Renditeentwicklung 10-jähriger Staatsanleihen seit 1993

Die Staatsverschuldung in den Problemländern Italien und Spanien ist auch 2013 ungebremst weiter. Belohnt wurde das im Gegenzug mit historisch niedrigen Renditen. Das entlarvt die heutigen Finanzmärkte nur noch als eine von den Notenbanken manipulierte Farce.

Einen letzten Beweis dafür lieferte im April die achtfach überzeichnete Rückkehr der Griechen an den Kapitalmarkt zu besten 4,95-Prozent-Zinskonditionen.
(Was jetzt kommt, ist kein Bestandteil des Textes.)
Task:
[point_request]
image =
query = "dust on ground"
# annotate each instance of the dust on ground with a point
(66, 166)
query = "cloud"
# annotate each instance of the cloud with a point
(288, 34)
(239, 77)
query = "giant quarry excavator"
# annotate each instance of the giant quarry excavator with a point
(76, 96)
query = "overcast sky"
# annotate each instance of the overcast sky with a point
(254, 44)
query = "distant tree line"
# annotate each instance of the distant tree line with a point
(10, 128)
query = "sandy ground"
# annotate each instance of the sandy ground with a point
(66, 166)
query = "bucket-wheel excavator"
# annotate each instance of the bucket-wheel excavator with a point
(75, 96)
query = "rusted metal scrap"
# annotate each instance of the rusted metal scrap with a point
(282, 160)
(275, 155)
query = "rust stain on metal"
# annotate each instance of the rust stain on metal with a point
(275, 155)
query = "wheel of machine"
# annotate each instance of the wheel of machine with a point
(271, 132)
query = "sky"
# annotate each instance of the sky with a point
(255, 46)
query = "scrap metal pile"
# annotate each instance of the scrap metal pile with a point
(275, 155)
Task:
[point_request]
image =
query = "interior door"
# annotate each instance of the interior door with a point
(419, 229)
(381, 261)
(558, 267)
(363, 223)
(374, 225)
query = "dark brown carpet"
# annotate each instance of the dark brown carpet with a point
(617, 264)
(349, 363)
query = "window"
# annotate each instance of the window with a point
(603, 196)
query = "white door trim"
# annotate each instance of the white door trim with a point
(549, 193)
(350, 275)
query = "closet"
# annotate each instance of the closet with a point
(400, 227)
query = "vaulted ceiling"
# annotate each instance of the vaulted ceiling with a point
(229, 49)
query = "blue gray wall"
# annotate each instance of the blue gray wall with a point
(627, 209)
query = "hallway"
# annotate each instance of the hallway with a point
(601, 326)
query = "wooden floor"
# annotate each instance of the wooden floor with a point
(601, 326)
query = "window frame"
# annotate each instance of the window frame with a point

Obwohl die Pleite des Landes eine traurige Gewissheit ist, wurde sie medial als Rückkehr zur „Normalität“ gefeiert.

Trotz eines im Jahr 2012 vorangegangenen 107-Milliarden-Euro-Schuldenschnitts erreichte die Staatsverschuldung Griechenlands 2013 mit 318,7 Milliarden Euro fast schon wieder ein Rekordhoch. Die Steuereinnahmen sinken weiter kontinuierlich. So liegen heute beispielsweise die Mehrwertsteuereinnahmen des vom Konsum abhängigen Landes rund 24 Prozent unter denen des Jahres 2008. Bei den Unternehmenssteuereinnahmen sind es sogar 63 Prozent.

Boom der riskanten Unternehmenskredite Quelle: Handelsblatt

Der von der EU-Kommission für Griechenland im Jahr 2013 vermeldete erste Primärüberschuss seit zehn Jahren von 1,5 Milliarden Euro verzückte zwar die Brüsseler Elite und ihre Presse, doch steht dieser krass im Widerspruch zu dem von der griechischen Statistikbehörde ELSTAT nach Brüssel gemeldeten 23,1 Milliarden Euro Defizit. Selbst dieses aber ist noch zu gut um wahr zu sein. Denn nicht bezahlte Rechnungen und Steuerrückerstattungen von über rund 6,6 Milliarden Euro blieben außen vor.